Eratosthenes is a research project funded under the Spark funding scheme of the Swiss National Science Foundation (SNSF). The aim of the Spark is to fund postdoctoral researchers to implement "projects that show unconventional thinking and introduce a unique approach". The relevant criteria for the award of Spark grants are the originality/novelty of the idea, the unconventionality of the proposed research project, the scientific quality of the project and the potential for significant impact. Dr. Grigorios Anagnostopoulos, postdoctoral researcher of the dmml group, is the grantee of the Eratosthenes project.
The ambition of the Eratosthenes project is to integrate the recent advancements of the field of generative modelling within the application domains of indoor and outdoor positioning. More specifically, the aim is to mitigate the barrier of the data collection requirement of fingerprinting localization methods through generative modelling.
SNSF webpage of the project: http://p3.snf.ch/project-195964
Related past project: http://dmml.ch/orbiloc/
Related Blog post: http://dmml.ch/outdoor-positioning-for-the-iot-world-2/
The proliferation of Location Based Services through smart devices has supported a variety of services. Unlike outdoor positioning, where systems such as the GPS or Galileo are considered a de facto standard, indoor positioning has presented systems utilizing a big variety of technologies and positioning methods. The main categorical division of these methods is set between ranging and fingerprinting methods. Moreover, the recent emergence of the usage of Internet-of-Things (IoT) technologies and their usage in creating Low Power Wide Area Networks (LPWAN) has shaped a new landscape in the field of outdoor localization. The low-power devices used in LPWANs cannot afford the battery consumption of a Global Navigation Satellite System (GNSS) chip set, such as the GPS. Therefore, an alternative approach is needed in order to localize these low power devices. Similarly, to the indoor positioning, ranging and fingerprinting methods are two main competing approaches for LPWAN positioning as well. Fingerprinting methods generally offer a higher accuracy of localization but suffer from the disadvantage of requiring a tedious and costly data collection phase. Since fingerprinting is a purely data-driven approach, the way data are collected, the volume of the collected data and the way they ... Read more
IAI is an Innosuisse project, funded under the joint call in which partners from South Korea and Switzerland are invited to collaborate. At the Swiss side of the consortium, our team collaborates with ABB, a pioneering technology leader with a vivid interest and a profound knowledge in predictive maintenance. The South Korean side of the consortium is composed by three partners: The SHRM Lab from the Seoul National University contributes its considerable experience in Prognostic and Health Management, the SMLD team of the Dongguk University contributes with its physical modelling and data cleansing experience and, lastly, OnePredict brings its expertise in predictive maintenance.
The predictive maintenance field has not yet benefited from the recent advances in deep learning. This is mainly because deep learning is rather data hungry, typically needing tens of thousands of training examples. Real-life maintenance data are composed of large quantities of samples referring to normal operating conditions with only very few samples of abnormal or faulty behaviour. In addition, the real-life samples are specific to the particular operating conditions under which they were collected. A change in the operating environment can have an important effect on the behaviour of the equipment and therefore the monitoring data.

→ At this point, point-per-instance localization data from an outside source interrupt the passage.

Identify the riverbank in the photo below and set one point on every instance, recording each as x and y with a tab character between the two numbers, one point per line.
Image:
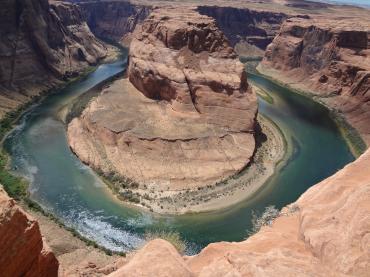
270	153
18	187
353	138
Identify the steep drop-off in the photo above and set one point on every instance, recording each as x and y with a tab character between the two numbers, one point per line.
185	120
326	232
249	31
115	20
329	58
23	252
40	45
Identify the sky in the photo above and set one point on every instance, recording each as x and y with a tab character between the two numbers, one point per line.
352	2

In IAI, we build on the recent advances in deep learning and develop methods which are tailored to the particularities of predictive maintenance. To do so, we study regularization techniques to bring in domain knowledge into the modelling and data augmentation relying either on physical models and simulators or on machine learning conditional generative models to complement the scarce real-life data. The tools that will be developed in this project aim to push the state of the art in the field, by offering significant improvements to the predictive performance, resulting in significant savings in maintenance and operational costs.
RAWFIE (Road-, Air-, and Water- based Future Internet Experimentation) is a project funded by the European Commission (Horizon H2020 program) under the Future Internet Research Experimentation (FIRE+) initiative that aims at providing research facilities for Internet of Things (IoT) devices. The DMML team has been involved in the RAWFIE project since early 2015 and delivered their final contributions in June 2019 as the the project ended. The members of the team invested in the project, Jason and Lionel, were responsible for the design and development of the platform's data analysis tools, enabling experimenters to apply machine learning algorithms on data collected via the platform's unmanned devices.
MEDInA is an Innosuisse project, enabling the creation of low cost IoT self-adaptive Machine Learning based applications by developing an Artificial-Intelligence-as-a-Service (AIaaS) framework. Current work by the DMML team includes partnering with SixSq in order to develop an AI solution that runs on edge devices such as a Raspberry Pi 4, providing traffic volume information monitoring, to be used for adaptive smart lighting in Smart Cities.
Within this project we seek to develop machine learning methods for the modelling of pathological human locomotion. This is a collaborative Sinergia project funded by the Swiss National Science Foundation.